General Hospital’s physician group has one internist and five family medicine providers at the moment, many of those with mature practices with just a 7 percent patient load turnover per year, he said.
Like Michelson and others, Anderson has seen the lure of hospitalist work take potential internal medicine clinic candidates out of the running, he said.
Adventist Medical Group at General Hospital is seeing high patient demand for physicians, partly due to a federal classification as a rural health clinic, stemming from Walla Walla County’s score as a “health professional shortage area,” he said.
Getting federal money based on those factors has allowed his physicians to care for more Medicaid patients and uninsured people, including a migrant population, Anderson explained
“There is a growing need to serve this new group of people who will now be insured. At the same time, the insurance exchange model has reduced reimbursement,” he added.
Some patients, too, will not be able to afford the same level of care they’ve had, Anderson speculated.
“They’ll be coming in for less care,” he said. “At the end of the day, the net sum gain will not be huge. It will be more of a wash.”
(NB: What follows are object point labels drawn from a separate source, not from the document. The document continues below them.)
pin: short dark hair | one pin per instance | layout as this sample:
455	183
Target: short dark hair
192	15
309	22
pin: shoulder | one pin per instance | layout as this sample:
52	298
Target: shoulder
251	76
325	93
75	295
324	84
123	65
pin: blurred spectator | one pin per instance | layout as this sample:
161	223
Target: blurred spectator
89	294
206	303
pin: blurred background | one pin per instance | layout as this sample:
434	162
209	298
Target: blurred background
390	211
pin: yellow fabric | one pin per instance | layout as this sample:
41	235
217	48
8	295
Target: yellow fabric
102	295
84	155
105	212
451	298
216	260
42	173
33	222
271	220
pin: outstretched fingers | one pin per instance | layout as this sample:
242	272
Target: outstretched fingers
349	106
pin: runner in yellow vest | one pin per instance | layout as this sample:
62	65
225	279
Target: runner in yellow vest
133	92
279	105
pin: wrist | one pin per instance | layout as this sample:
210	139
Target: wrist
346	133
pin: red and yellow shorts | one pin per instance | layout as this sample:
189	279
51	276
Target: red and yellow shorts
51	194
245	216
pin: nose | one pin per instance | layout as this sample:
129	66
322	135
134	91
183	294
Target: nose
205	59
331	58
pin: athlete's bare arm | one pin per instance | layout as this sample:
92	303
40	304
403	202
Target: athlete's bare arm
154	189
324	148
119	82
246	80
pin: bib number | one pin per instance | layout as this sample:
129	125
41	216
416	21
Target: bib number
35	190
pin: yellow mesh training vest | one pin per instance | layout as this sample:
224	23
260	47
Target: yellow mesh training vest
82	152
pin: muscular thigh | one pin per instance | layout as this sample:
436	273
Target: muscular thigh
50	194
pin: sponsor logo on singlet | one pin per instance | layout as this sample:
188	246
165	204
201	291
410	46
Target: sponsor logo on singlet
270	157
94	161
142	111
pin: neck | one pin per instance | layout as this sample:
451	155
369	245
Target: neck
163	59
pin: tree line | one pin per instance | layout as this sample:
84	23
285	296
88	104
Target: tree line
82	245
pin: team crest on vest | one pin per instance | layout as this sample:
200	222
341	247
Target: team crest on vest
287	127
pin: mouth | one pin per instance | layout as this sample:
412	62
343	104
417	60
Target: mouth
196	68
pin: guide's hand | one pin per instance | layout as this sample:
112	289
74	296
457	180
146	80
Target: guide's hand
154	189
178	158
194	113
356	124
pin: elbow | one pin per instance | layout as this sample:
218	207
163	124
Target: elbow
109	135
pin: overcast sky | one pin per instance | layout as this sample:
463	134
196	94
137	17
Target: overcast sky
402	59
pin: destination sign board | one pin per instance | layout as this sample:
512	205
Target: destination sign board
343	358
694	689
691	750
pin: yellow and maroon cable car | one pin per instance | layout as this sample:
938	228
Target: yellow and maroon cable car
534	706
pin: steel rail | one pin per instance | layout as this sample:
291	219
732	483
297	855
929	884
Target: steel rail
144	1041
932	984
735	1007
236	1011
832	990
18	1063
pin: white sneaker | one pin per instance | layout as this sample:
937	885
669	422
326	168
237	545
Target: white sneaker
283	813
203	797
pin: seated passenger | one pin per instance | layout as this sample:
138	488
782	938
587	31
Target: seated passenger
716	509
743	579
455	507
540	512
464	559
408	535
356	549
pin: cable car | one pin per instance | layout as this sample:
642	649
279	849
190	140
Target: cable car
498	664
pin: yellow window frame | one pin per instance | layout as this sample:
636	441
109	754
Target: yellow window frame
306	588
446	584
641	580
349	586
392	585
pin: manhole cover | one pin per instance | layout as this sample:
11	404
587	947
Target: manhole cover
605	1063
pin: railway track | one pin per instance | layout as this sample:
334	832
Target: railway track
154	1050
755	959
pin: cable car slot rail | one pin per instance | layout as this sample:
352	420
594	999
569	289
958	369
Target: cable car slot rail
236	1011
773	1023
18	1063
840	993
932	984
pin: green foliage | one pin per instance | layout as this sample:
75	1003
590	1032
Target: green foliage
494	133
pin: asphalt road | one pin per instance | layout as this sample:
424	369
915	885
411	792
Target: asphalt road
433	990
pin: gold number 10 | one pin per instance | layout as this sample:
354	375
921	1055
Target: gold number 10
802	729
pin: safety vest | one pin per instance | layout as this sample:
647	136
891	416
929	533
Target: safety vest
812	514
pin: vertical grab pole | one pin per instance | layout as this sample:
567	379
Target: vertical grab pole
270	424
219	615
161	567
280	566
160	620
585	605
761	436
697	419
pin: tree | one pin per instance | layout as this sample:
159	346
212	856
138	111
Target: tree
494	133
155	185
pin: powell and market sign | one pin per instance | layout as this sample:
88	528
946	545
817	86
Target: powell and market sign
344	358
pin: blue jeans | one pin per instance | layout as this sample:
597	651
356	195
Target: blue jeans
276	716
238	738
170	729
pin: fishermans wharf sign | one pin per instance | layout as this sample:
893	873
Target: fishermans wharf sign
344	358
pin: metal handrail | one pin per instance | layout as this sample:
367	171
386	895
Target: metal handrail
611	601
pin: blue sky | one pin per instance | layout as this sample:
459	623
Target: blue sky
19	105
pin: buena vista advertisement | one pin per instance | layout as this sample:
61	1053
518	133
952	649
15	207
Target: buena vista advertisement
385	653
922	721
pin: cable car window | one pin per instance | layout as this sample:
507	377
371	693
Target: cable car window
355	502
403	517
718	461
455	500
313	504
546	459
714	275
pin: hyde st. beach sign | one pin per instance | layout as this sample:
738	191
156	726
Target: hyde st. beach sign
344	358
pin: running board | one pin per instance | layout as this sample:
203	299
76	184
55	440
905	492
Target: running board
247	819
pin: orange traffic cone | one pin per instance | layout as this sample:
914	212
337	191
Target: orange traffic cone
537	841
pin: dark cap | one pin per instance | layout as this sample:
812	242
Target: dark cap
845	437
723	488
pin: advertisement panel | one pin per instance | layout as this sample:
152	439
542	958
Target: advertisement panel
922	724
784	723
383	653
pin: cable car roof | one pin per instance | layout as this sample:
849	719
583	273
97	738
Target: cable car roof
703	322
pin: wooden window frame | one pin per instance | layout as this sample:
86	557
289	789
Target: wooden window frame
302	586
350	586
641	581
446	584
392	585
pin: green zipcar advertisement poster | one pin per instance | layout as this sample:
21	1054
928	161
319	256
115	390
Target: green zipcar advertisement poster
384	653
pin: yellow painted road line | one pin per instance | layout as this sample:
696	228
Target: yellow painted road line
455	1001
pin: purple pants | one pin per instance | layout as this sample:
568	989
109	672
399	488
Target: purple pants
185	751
While Providence St. Mary Medical Group is in good shape for doctors to meet current needs, there have been shortages in the past, said noted Kathleen Obenland, director of public affairs.
“And there are some specialties that are difficult to recruit, like gastroenterologist, neurology, neuropsychology,” she said.
The medical group has six family medicine and four internal medicine practitioners, with some of those doctors having full patient loads, she said. “But there’s always movement” as patients’ circumstances change.
Physician population can also change quickly, Obenland said. “So what’s really good right now, in a year there may be fewer physicians. We just know right now is really good.”
Family Medical Center on Rose Street has nine family practice physicians with room to accommodate increased demand, said Seth Whitmer, clinic manager. He anticipates more need in the early days of the Affordable Care Act that will be reduced over time.
“In looking at other places that’s gone through something similar, once people have coverage, they go in and start taking care of things. And when they see their doctor is going to be there, it tapers off.”
Columbia County Health System is in good shape as well, said Jon Smiley, interim CEO. There are four family doctors between Dayton General Hospital, Waitsburg Clinic and Columbia Family Clinic, he said.
“Being such a small county, we’re only 5,000 people, I really don’t think we’re going to get a real run on demand,” Smiley said.